In July the UK Centre for Intelligent Design organised three webinars on the topic of design in virology.
Three distinguished presenters (Prof. Michael Behe, Dr Jonathan McLatchie, and Prof. Hugo van Woerden) with expertise in academic research, teaching, and public health gave fascinating insights into the molecular structure, biochemistry, and function of viruses, including Covid-19.
Their detailed diagrams of the structure and operation of viruses gave an overwhelming impression of design.
Intelligent Design proponents such as Dr Behe argue that the patterns of design in nature are not just ‘apparent’ (as critics argue) but real and intended.

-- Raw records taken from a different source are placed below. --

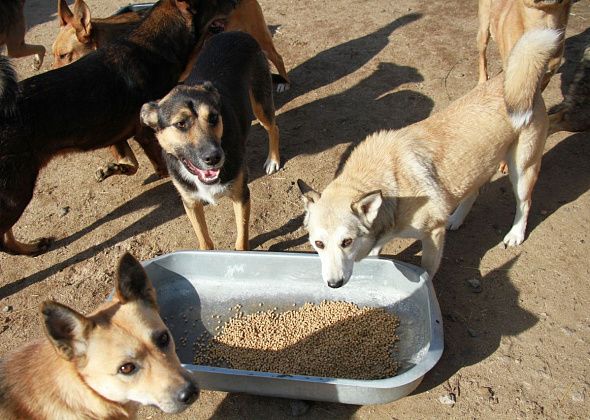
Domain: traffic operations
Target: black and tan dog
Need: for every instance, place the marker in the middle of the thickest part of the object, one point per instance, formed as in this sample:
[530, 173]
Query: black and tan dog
[12, 32]
[100, 366]
[92, 103]
[203, 126]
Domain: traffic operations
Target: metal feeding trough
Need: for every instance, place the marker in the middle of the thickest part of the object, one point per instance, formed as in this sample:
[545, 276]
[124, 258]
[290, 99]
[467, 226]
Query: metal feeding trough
[194, 286]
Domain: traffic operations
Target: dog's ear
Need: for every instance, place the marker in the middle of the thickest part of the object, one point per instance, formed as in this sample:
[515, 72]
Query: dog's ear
[367, 207]
[64, 13]
[81, 21]
[149, 115]
[308, 194]
[66, 329]
[132, 282]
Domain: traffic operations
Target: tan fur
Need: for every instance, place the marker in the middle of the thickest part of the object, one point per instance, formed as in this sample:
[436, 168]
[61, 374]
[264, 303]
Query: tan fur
[508, 20]
[49, 380]
[422, 173]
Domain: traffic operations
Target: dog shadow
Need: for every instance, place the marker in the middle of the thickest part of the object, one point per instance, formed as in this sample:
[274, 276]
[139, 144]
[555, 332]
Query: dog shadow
[572, 54]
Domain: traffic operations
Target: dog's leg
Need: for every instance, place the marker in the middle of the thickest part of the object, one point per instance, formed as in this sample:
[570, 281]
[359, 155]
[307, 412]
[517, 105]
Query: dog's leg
[196, 215]
[126, 162]
[240, 196]
[16, 46]
[458, 217]
[524, 162]
[263, 109]
[432, 249]
[10, 244]
[483, 37]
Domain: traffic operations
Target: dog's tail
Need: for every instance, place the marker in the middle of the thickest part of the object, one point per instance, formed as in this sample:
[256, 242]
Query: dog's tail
[524, 70]
[8, 86]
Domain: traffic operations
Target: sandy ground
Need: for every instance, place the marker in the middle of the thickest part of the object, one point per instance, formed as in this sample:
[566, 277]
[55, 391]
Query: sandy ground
[517, 349]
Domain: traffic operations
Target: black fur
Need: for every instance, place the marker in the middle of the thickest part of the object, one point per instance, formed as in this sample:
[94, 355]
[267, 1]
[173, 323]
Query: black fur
[95, 101]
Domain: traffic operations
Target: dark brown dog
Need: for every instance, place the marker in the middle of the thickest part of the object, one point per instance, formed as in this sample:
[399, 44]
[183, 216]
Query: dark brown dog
[12, 32]
[100, 95]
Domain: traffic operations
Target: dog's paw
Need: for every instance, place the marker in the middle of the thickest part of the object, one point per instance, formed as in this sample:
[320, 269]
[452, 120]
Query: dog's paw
[283, 87]
[513, 238]
[271, 166]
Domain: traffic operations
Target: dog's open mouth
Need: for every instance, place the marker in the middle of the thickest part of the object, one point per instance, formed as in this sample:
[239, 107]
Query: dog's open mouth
[217, 26]
[207, 176]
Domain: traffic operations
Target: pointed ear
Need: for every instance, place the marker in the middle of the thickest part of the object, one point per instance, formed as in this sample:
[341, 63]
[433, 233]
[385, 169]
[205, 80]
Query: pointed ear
[367, 207]
[132, 282]
[81, 21]
[66, 329]
[64, 13]
[149, 115]
[308, 194]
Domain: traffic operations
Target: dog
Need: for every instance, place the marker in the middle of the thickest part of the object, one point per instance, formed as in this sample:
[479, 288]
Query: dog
[101, 96]
[100, 366]
[80, 34]
[508, 20]
[12, 32]
[203, 125]
[573, 114]
[406, 183]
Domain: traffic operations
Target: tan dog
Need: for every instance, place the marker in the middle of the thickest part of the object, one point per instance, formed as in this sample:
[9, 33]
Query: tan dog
[12, 32]
[406, 183]
[79, 34]
[507, 20]
[101, 366]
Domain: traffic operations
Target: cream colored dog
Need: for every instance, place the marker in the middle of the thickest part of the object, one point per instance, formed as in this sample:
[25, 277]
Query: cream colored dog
[507, 20]
[406, 183]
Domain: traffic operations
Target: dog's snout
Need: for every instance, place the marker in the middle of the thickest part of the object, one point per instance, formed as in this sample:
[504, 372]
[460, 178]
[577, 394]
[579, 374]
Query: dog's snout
[212, 157]
[334, 284]
[188, 394]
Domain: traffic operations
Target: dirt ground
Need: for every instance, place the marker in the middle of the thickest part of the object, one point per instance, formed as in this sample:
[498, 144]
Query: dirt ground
[519, 348]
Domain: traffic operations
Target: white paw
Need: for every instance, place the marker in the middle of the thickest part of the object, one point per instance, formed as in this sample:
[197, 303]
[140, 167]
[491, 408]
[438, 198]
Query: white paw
[283, 87]
[271, 166]
[513, 238]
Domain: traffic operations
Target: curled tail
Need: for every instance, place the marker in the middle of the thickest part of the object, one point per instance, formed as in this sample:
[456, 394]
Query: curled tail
[524, 70]
[8, 86]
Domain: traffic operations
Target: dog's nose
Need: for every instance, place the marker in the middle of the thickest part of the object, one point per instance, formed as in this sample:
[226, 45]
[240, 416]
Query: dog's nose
[188, 394]
[212, 157]
[335, 284]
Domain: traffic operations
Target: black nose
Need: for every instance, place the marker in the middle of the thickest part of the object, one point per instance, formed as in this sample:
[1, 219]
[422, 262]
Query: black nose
[335, 284]
[188, 394]
[211, 157]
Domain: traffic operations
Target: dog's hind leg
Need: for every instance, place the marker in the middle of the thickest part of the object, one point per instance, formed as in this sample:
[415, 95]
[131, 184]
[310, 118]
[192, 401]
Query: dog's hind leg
[432, 249]
[16, 46]
[483, 37]
[458, 217]
[524, 163]
[126, 163]
[264, 110]
[241, 200]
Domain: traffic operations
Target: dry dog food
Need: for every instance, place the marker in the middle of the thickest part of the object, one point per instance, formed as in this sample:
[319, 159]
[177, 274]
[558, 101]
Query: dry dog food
[332, 339]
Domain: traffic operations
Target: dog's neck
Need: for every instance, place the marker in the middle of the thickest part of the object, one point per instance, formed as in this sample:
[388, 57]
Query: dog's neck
[38, 383]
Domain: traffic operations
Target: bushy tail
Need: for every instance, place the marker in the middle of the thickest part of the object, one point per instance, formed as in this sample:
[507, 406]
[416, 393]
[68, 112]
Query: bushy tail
[524, 70]
[8, 86]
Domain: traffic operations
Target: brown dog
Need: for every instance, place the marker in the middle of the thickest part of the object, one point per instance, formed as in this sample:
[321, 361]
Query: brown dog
[508, 20]
[12, 32]
[101, 366]
[80, 34]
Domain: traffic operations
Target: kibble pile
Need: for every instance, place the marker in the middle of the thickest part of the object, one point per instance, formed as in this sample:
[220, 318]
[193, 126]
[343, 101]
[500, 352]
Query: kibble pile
[332, 339]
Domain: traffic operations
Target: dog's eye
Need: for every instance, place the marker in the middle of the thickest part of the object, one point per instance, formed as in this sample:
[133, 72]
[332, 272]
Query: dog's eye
[163, 340]
[127, 369]
[181, 125]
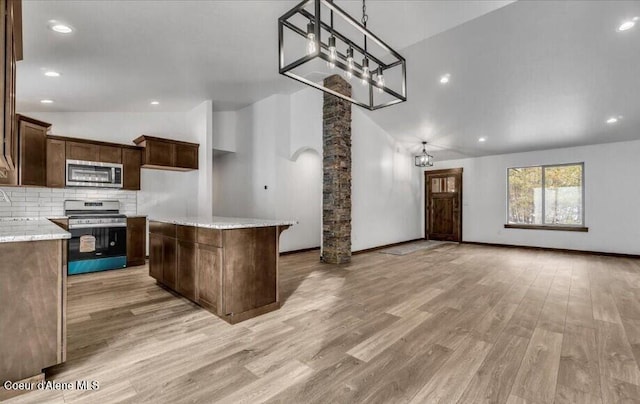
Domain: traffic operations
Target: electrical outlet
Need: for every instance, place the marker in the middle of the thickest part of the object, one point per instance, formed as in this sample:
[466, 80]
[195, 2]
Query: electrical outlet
[4, 198]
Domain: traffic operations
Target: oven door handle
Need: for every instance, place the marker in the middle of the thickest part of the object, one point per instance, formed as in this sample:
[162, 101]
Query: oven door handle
[95, 225]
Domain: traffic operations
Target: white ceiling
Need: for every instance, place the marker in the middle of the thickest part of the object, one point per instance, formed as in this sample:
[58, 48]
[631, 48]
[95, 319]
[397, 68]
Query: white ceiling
[528, 76]
[123, 54]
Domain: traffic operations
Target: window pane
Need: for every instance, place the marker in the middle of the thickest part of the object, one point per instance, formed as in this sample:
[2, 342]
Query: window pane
[525, 195]
[563, 194]
[436, 185]
[451, 184]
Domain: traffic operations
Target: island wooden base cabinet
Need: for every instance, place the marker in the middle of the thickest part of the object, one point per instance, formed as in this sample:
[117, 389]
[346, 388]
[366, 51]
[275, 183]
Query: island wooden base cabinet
[33, 276]
[232, 273]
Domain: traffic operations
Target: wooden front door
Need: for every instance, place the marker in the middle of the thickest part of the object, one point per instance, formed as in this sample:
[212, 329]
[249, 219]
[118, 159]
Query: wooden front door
[443, 204]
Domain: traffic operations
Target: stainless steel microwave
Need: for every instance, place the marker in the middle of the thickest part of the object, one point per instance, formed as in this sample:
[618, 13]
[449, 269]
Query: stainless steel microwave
[93, 174]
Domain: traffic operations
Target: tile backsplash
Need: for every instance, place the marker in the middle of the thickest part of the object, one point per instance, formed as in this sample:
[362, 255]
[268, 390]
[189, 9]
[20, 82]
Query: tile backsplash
[49, 202]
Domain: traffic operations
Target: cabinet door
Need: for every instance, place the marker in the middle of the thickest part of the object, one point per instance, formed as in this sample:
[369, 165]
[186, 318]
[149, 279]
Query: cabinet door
[186, 271]
[159, 153]
[209, 266]
[33, 154]
[131, 162]
[136, 240]
[186, 156]
[82, 151]
[169, 261]
[56, 159]
[110, 154]
[156, 256]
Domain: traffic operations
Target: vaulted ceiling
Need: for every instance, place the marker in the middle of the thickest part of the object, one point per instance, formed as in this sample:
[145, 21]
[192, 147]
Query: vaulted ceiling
[527, 75]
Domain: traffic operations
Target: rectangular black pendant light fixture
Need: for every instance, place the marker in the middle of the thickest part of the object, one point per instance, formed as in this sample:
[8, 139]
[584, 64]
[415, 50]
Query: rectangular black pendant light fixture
[317, 39]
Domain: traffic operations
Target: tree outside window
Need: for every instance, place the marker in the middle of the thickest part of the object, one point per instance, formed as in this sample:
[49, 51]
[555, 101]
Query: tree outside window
[546, 195]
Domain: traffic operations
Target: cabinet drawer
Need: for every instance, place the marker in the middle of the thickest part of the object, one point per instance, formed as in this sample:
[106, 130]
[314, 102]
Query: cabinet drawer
[186, 233]
[164, 229]
[211, 237]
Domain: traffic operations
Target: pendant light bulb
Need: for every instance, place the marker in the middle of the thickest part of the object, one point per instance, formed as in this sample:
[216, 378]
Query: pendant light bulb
[311, 39]
[333, 53]
[348, 73]
[365, 71]
[379, 80]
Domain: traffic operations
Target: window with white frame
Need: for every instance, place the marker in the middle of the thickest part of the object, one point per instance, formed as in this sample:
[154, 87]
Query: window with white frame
[548, 195]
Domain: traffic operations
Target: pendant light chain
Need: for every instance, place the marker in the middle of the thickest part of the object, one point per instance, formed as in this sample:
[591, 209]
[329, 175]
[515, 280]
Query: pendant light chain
[365, 17]
[364, 20]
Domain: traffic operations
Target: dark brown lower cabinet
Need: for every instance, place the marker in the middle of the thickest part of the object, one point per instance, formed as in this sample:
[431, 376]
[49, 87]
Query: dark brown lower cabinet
[209, 262]
[169, 275]
[136, 241]
[156, 256]
[186, 269]
[33, 298]
[232, 273]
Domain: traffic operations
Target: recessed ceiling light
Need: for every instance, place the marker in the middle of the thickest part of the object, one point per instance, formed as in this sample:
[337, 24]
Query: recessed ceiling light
[60, 27]
[628, 24]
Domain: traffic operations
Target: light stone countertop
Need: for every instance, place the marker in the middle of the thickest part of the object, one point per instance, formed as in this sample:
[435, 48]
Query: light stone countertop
[222, 223]
[30, 229]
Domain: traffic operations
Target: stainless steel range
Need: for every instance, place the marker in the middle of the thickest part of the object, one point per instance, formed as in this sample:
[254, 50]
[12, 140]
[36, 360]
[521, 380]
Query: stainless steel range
[98, 236]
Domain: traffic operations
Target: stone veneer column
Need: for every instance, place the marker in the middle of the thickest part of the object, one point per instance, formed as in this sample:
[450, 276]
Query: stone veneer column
[336, 180]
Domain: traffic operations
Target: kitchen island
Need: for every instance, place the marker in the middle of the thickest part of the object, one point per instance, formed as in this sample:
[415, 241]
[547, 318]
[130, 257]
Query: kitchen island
[33, 273]
[227, 265]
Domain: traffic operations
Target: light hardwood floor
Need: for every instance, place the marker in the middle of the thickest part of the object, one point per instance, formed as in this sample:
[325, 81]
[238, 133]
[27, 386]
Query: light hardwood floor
[458, 323]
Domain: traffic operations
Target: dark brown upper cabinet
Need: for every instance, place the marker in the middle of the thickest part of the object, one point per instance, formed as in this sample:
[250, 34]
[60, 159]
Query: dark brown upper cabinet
[11, 37]
[83, 151]
[56, 159]
[167, 154]
[31, 157]
[32, 138]
[59, 149]
[131, 162]
[110, 154]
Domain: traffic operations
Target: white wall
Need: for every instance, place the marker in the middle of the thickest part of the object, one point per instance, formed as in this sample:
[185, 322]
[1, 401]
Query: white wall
[611, 198]
[386, 187]
[199, 121]
[279, 144]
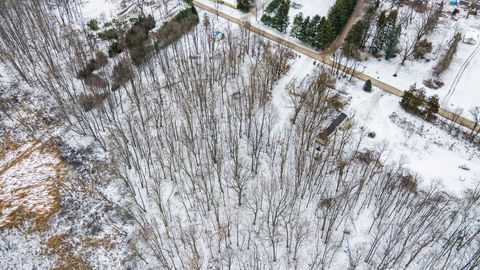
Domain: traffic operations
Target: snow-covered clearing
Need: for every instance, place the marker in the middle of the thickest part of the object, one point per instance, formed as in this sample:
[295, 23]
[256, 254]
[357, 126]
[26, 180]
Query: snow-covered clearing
[425, 149]
[310, 8]
[461, 79]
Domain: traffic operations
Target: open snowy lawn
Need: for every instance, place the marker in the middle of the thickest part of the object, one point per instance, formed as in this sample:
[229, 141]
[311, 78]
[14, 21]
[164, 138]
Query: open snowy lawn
[461, 78]
[311, 8]
[29, 176]
[101, 9]
[425, 149]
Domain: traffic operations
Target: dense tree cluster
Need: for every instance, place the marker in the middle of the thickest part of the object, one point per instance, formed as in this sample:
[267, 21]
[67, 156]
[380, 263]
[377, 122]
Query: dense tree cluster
[276, 15]
[204, 173]
[415, 101]
[320, 32]
[245, 5]
[387, 34]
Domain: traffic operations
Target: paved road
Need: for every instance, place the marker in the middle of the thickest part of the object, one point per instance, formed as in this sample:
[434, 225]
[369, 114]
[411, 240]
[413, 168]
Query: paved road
[325, 58]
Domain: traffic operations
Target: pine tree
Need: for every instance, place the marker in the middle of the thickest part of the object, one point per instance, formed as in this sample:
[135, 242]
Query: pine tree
[280, 20]
[391, 34]
[432, 107]
[266, 19]
[379, 38]
[367, 87]
[413, 100]
[392, 40]
[244, 5]
[337, 14]
[296, 31]
[326, 34]
[305, 32]
[273, 6]
[313, 29]
[356, 34]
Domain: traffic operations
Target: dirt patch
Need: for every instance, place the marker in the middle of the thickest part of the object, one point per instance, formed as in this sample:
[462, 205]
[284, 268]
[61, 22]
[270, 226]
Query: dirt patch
[59, 246]
[30, 174]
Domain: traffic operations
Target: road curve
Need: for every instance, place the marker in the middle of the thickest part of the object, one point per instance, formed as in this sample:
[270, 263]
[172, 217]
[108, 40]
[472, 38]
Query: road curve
[327, 60]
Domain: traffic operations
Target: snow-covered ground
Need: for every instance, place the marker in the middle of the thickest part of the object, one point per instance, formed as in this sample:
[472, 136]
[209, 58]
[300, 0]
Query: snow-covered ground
[311, 8]
[427, 150]
[461, 78]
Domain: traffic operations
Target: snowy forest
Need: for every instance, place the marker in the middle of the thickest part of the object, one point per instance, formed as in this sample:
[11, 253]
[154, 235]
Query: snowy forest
[174, 154]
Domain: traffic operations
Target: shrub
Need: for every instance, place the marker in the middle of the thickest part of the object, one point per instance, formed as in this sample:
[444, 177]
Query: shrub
[139, 54]
[88, 102]
[367, 87]
[93, 25]
[447, 58]
[96, 81]
[422, 48]
[116, 48]
[109, 34]
[175, 28]
[121, 74]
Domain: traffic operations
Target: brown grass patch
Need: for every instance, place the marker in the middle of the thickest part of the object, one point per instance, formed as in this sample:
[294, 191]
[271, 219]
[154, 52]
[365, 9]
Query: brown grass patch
[30, 174]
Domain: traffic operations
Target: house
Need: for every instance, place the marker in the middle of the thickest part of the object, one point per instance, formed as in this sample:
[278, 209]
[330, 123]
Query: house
[230, 3]
[217, 36]
[323, 136]
[471, 37]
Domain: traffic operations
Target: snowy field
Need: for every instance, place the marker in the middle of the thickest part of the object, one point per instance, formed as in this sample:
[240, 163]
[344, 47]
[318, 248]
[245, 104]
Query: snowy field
[425, 149]
[183, 213]
[461, 78]
[310, 8]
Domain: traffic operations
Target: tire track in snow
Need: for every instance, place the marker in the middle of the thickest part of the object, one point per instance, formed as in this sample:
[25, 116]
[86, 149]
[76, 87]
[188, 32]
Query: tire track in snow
[456, 81]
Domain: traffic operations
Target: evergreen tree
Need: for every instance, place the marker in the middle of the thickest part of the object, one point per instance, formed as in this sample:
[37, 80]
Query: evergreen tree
[313, 29]
[413, 100]
[356, 34]
[244, 5]
[391, 42]
[367, 87]
[266, 19]
[379, 37]
[337, 15]
[297, 26]
[273, 6]
[305, 32]
[391, 34]
[432, 107]
[326, 34]
[280, 20]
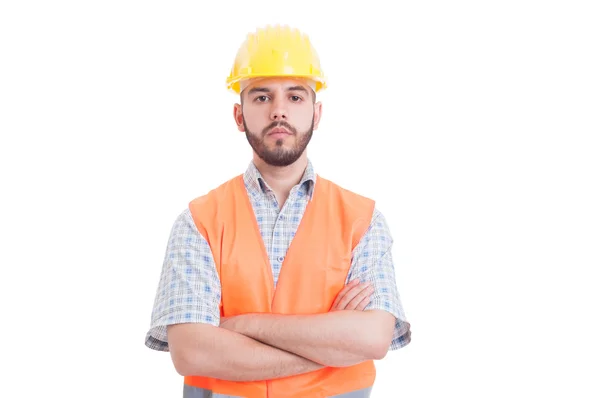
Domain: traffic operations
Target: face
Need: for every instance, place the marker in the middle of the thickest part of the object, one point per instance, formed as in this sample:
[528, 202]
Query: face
[278, 116]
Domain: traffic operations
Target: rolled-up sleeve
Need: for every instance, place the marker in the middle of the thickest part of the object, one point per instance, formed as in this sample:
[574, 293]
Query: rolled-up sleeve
[372, 262]
[189, 289]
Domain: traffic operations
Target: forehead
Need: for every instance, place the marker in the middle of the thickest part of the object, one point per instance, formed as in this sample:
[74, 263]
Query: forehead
[275, 83]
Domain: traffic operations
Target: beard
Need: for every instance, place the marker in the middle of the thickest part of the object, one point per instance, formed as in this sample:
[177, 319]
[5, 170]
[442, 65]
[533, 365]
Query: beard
[279, 156]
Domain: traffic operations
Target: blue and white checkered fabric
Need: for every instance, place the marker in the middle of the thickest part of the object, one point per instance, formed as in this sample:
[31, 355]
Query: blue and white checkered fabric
[189, 289]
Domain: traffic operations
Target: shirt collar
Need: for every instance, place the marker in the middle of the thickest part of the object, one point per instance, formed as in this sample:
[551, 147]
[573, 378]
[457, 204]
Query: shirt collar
[256, 184]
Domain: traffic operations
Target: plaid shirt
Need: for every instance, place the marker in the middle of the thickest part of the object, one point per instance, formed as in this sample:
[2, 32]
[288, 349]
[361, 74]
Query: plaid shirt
[189, 289]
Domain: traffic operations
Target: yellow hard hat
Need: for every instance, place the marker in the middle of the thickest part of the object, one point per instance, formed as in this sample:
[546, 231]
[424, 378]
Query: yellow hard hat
[276, 51]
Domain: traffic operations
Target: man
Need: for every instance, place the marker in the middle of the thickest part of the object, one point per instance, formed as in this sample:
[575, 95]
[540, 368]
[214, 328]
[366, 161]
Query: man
[278, 283]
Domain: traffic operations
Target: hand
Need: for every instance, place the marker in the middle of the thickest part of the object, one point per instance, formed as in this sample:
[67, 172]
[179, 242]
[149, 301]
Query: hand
[354, 296]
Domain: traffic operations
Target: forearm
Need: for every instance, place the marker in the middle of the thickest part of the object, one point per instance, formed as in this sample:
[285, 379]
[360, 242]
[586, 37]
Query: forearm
[231, 356]
[340, 338]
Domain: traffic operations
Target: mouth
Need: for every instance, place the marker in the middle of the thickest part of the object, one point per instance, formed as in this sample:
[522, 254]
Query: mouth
[279, 132]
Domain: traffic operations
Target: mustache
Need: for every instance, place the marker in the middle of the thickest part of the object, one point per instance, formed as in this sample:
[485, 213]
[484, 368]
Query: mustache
[279, 124]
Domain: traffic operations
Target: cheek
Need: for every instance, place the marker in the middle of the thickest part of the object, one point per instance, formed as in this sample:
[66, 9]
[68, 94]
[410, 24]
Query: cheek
[255, 120]
[302, 119]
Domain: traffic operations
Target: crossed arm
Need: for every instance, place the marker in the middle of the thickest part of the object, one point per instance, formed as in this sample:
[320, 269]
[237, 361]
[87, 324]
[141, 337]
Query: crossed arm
[269, 346]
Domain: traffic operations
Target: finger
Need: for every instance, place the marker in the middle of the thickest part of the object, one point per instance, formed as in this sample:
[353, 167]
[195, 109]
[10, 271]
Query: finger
[366, 293]
[352, 294]
[343, 292]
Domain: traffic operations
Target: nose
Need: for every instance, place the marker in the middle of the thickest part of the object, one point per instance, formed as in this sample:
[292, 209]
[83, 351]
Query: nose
[278, 109]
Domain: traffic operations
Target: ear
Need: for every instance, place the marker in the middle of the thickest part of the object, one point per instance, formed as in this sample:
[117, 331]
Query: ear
[239, 117]
[317, 114]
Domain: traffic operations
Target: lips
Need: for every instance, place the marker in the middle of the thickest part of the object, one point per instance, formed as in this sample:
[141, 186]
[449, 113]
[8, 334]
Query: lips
[279, 131]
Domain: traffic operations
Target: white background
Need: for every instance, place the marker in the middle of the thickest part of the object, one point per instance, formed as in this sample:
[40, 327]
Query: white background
[473, 124]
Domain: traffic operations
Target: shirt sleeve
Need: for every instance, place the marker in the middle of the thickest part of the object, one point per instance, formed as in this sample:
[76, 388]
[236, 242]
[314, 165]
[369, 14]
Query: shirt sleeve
[189, 289]
[372, 262]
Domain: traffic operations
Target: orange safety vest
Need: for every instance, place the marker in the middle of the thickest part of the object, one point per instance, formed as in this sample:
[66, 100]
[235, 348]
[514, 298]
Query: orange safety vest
[313, 272]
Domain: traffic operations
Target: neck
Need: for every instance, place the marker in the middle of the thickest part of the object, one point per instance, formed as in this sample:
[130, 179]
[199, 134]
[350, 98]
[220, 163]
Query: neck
[281, 179]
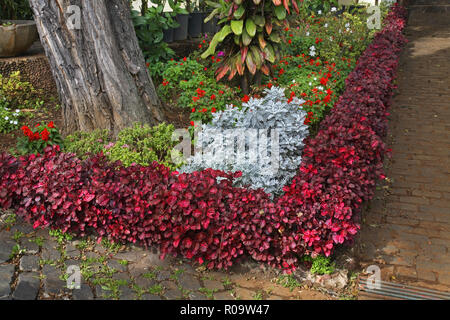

The criteria for design involve not just complexity, but precise specification – a feature of the genetic material of all living things.
However, many scientists still resist the idea of design in nature. Such a stance is based on the unproveable philosophy of naturalism: a belief which excludes the possibility of supernatural causes and accepts natural processes alone.
But there remains a troubling question. Why would a Designer allow viruses which kill?
Dr Behe offered two interesting responses. Firstly, viruses have positive functions in nature – controlling bacteria and stimulating immune systems, for example.
Secondly, some creatures can turn harmful – lions can attack and snakes can bite. These ‘undesirable’ features of some living things do not negate evidence of design. However, these considerations take us deep into philosophy and theology.
Perhaps C. S. Lewis’s profound comment is relevant: ‘God whispers to us in our pleasures, speaks in our conscience, but shouts in our pains: it is his megaphone to rouse a deaf world.’